Los Angeles (USA) - Tom Kaulitz (37) scheint mit MagentaTV noch eine kleine Rechnung offen zu haben!
In der aktuellen Folge des Podcasts "Kaulitz Hills - Senf aus Hollywood" erzählte der Tokio-Hotel-Star, dass er offenbar eher beiläufig vom Erfolg seiner ehemaligen TV-Kollegen beim Deutschen Fernsehpreis erfahren habe.
Im Sommer stand Tom während der Fußball-WM 2026 für MagentaTV vor der Kamera.
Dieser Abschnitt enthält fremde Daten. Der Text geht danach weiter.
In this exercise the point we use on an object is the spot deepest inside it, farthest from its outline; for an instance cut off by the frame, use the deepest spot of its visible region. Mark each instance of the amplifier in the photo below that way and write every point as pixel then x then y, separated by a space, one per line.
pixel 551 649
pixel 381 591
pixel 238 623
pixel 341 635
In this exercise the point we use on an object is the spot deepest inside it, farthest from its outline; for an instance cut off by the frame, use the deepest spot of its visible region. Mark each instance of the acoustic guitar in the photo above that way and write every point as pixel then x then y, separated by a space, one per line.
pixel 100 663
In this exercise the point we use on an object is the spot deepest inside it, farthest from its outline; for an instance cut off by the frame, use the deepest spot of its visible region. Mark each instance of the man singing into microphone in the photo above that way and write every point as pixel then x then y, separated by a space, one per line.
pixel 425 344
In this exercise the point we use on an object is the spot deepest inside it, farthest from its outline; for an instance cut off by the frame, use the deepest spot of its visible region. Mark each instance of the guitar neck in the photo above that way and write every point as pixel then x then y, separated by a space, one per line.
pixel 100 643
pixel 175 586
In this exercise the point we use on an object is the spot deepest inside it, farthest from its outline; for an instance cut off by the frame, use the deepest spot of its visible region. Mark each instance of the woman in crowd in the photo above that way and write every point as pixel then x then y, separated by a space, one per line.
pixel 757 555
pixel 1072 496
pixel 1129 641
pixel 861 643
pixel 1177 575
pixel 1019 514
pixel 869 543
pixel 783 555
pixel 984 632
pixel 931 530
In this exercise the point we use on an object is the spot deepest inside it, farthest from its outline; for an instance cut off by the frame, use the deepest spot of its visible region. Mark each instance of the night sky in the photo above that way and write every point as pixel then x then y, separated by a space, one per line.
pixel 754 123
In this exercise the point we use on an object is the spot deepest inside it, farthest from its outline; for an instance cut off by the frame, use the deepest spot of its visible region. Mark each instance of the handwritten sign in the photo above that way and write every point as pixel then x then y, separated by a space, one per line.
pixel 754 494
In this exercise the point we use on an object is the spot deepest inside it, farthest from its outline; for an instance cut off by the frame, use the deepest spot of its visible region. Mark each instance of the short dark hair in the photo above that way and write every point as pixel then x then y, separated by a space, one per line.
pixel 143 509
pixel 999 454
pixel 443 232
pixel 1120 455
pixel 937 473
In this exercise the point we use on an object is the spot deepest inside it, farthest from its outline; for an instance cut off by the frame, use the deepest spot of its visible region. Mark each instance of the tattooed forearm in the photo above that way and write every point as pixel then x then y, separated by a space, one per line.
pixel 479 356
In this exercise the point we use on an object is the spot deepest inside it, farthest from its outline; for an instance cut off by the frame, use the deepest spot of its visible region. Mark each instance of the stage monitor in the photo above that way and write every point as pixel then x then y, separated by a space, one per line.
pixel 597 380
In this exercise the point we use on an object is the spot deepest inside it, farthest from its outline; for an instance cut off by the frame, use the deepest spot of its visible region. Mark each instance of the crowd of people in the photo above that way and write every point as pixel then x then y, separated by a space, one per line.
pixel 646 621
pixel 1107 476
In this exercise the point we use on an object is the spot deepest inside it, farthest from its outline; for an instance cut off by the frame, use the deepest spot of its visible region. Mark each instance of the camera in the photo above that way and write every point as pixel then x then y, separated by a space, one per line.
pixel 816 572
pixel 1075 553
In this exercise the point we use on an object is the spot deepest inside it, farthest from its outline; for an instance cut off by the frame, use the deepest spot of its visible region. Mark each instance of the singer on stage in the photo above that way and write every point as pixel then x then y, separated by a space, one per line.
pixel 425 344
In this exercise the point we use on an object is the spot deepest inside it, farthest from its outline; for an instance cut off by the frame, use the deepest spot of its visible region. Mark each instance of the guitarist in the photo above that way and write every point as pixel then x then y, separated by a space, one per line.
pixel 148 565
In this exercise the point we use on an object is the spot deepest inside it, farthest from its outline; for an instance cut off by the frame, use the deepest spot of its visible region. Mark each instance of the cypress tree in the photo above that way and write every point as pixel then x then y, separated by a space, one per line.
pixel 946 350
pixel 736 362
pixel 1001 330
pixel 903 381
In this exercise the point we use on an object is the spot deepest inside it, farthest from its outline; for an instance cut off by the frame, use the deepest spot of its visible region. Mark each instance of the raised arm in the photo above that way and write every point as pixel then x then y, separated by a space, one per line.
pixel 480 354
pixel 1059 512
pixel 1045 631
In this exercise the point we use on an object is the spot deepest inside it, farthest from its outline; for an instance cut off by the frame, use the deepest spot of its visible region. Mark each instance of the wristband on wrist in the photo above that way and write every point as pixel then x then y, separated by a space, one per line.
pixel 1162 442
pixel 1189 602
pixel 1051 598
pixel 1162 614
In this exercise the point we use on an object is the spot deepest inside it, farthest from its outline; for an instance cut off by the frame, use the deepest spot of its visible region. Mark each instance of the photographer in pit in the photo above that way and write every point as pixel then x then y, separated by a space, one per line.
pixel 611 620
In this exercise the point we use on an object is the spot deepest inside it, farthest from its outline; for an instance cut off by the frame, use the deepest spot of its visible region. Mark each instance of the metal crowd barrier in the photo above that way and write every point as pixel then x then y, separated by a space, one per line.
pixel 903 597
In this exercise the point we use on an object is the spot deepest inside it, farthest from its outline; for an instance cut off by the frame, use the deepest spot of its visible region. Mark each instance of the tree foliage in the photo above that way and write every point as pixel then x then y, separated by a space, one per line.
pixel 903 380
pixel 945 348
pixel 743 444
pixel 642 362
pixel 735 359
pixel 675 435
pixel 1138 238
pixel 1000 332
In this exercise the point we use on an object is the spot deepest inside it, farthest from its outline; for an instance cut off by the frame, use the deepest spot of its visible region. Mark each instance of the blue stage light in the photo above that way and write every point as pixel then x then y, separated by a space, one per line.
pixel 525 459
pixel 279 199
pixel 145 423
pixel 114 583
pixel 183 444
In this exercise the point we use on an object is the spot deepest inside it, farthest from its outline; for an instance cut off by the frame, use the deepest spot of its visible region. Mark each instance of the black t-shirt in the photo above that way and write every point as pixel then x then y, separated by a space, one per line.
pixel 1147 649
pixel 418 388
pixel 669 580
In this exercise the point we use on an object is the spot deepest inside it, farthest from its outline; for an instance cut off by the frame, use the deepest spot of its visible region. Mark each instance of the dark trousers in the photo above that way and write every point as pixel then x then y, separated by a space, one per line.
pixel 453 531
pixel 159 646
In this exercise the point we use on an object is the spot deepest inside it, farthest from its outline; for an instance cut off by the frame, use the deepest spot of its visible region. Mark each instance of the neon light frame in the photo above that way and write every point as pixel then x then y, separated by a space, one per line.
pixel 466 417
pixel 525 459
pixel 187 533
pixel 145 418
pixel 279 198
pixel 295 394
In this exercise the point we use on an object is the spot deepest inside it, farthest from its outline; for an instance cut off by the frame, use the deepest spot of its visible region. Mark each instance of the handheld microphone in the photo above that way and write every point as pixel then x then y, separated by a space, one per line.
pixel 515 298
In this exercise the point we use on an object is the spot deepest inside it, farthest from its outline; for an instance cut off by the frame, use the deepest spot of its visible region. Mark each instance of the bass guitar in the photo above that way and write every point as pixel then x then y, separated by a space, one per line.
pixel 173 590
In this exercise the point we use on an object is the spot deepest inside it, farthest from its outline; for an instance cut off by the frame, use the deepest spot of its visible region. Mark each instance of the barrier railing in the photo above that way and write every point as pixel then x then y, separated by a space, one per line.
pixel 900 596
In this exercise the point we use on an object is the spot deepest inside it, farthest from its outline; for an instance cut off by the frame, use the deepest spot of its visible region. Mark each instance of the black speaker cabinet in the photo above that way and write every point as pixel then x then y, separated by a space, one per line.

Als Fan-Experte gehörte er zeitweise zum großen WM-Team und arbeitete dabei unter anderem mit Johannes B. Kerner (61) zusammen.
Nun wurde genau diese Berichterstattung beim Deutschen Fernsehpreis ausgezeichnet.
Tom bekam davon nach eigener Aussage allerdings zunächst wenig mit.
"Ich war ein bisschen enttäuscht, weil sich keiner bei mir gemeldet hat", gestand der Gitarrist im Podcast.
Dabei will sich der 37-Jährige gar nicht größer machen, als er bei der Produktion tatsächlich war. Seinen damaligen Einsatz bezeichnete Tom selbst scherzhaft als "kleinen Praktikantenjob".
Tom Kaulitz wartet auf seinen Fernsehpreis
Trotzdem habe er direkt mit vielen der Menschen gearbeitet, die nun gemeinsam feiern durften. Eine kurze Nachricht hätte er deshalb schön gefunden.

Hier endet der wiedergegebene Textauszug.